- Kategori
- Gündelik Yaşam
Teşekkür Ederim
Ben bir köy çocuğuyum daha orta okulda bir daktilom olsun istemiştim, tabiî ki de olmadı hem imkansızlıktan hem de manasızlıktan. “Tamam da daktiloyla ne yapacaksın” dendiğinde hakikaten ya ne yapacağım ben daktiloyla, kompozisyon bile yazamıyorum deyip vazgeçmiştim diretmedim.
O yaşlarda, eğer iyi bir yazar olabilsem zaten iyi kompozisyon yazabilirim, yazamadığıma göre, ben en iyisi arkadaşlarıma mektup yazayım fikri daha iyi geldi. Kompozisyon yazamamaya hala anlam veremiyorum beklide özgür yazar kimliğe ters düşüyordu “keyfimce yazarım” prensibine aykırıydı.
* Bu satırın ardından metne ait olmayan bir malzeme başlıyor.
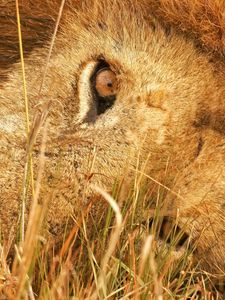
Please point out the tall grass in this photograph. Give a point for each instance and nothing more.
(122, 257)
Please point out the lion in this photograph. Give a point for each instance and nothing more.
(126, 80)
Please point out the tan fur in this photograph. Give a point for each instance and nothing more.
(169, 106)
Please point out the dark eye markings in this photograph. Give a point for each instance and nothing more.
(104, 87)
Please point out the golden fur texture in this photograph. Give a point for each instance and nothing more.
(169, 108)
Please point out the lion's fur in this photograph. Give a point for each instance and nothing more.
(171, 105)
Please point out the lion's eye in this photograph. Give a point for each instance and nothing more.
(104, 87)
(97, 87)
(105, 83)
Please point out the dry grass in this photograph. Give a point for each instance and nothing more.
(121, 258)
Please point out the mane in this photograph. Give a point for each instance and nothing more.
(202, 20)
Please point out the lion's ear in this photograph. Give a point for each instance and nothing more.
(203, 20)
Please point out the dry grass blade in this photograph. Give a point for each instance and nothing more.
(34, 223)
(102, 283)
(147, 257)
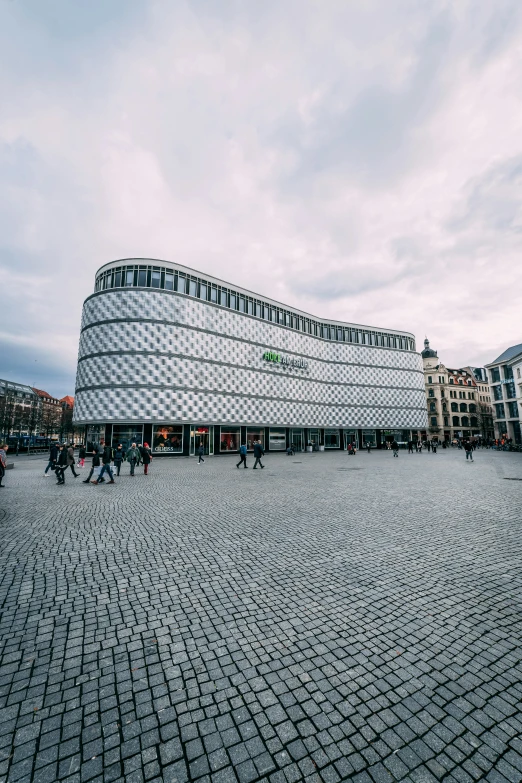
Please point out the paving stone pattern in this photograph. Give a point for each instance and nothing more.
(329, 618)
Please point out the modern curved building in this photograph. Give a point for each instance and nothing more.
(176, 358)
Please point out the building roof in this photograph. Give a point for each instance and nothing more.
(508, 354)
(42, 393)
(428, 353)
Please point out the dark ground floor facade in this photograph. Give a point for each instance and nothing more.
(185, 439)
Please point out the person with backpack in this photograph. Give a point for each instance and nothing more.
(53, 456)
(61, 465)
(94, 466)
(3, 462)
(242, 456)
(132, 457)
(258, 453)
(146, 458)
(106, 458)
(119, 456)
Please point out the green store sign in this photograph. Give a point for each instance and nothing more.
(287, 361)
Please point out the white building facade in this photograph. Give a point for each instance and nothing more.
(177, 359)
(505, 380)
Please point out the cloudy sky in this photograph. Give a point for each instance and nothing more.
(360, 161)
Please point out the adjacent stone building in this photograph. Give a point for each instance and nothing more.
(457, 400)
(505, 378)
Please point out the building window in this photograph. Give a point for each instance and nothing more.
(229, 438)
(277, 439)
(331, 439)
(253, 434)
(167, 439)
(126, 434)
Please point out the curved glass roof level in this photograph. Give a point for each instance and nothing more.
(167, 276)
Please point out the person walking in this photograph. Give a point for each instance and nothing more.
(146, 458)
(3, 462)
(119, 456)
(71, 460)
(53, 456)
(132, 457)
(94, 466)
(258, 453)
(61, 465)
(242, 456)
(106, 463)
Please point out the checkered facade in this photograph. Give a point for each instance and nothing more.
(154, 356)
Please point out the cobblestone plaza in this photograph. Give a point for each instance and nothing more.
(330, 618)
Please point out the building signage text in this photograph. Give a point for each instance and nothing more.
(287, 361)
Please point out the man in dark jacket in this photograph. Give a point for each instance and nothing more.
(53, 456)
(242, 456)
(61, 465)
(258, 453)
(106, 461)
(119, 456)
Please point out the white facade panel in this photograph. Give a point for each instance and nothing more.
(152, 355)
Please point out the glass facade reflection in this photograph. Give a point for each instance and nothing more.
(167, 439)
(229, 439)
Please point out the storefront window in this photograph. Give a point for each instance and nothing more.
(370, 436)
(277, 440)
(331, 439)
(95, 432)
(167, 439)
(255, 433)
(229, 439)
(351, 436)
(126, 434)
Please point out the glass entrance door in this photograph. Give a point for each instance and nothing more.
(201, 436)
(296, 439)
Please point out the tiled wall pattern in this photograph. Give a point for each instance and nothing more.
(150, 355)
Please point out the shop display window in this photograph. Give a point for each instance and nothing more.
(167, 439)
(126, 434)
(255, 433)
(331, 439)
(229, 438)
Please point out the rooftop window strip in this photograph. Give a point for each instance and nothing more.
(146, 276)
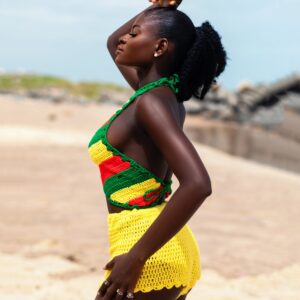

Daha önce yine bir yazımda bahsetmiştim “yazma serüvenim” de. Yüksekokulda, okurken kavuştum daktiloya ama beklenen kavuşmanın sonu, beklendiği gibi olmadı. Şaka yapmıyorum daktilo dersinden ilk dönem kaldım, Neyse ki ikinci dönemi sınıf ikincisi olarak köfte ekmek ödülünü kazandım. Neyse ki ara sıra bende kazanıyorum.
Bence yazılarımı daktiloyla yazsam, çok daha iyi yazarım. Alayım bir bakayım, ilhamlarıma ilham katıyor mu diye ama artık daktilolar antika olduğu için alamıyorum. Yani ilham kaynağımdan yoksunum.
Neden tüm bunları yazıyorum… çünkü bu bir teşekkür yazısı.
Bu teşekkür, henüz sayısı çok az olan ama, bana yazabildiğim hissi uyandıran, beni yüreklendiren güzel takipçilerime ve fikirleriyle bana yol gösteren yanı başımda ki kıymetli dostlarıma.
Bitmez bir korkaklığım, inanılmaz boyutta özgüvensizliğim ve tarifsiz yazma isteğimle bir savaşım var benim. Günler ilerledikçe takipçi sayım artıyor bu inanılmaz güzel yüreklendirici bir şey ve ben en başında bütün bu güzel yürekli insanlara bu ürkek kıza cesaret verdiğiniz ve korkmadan yazabileceğini görmesinde yardımcı olduğunuz için hepinize teşekkür ederim.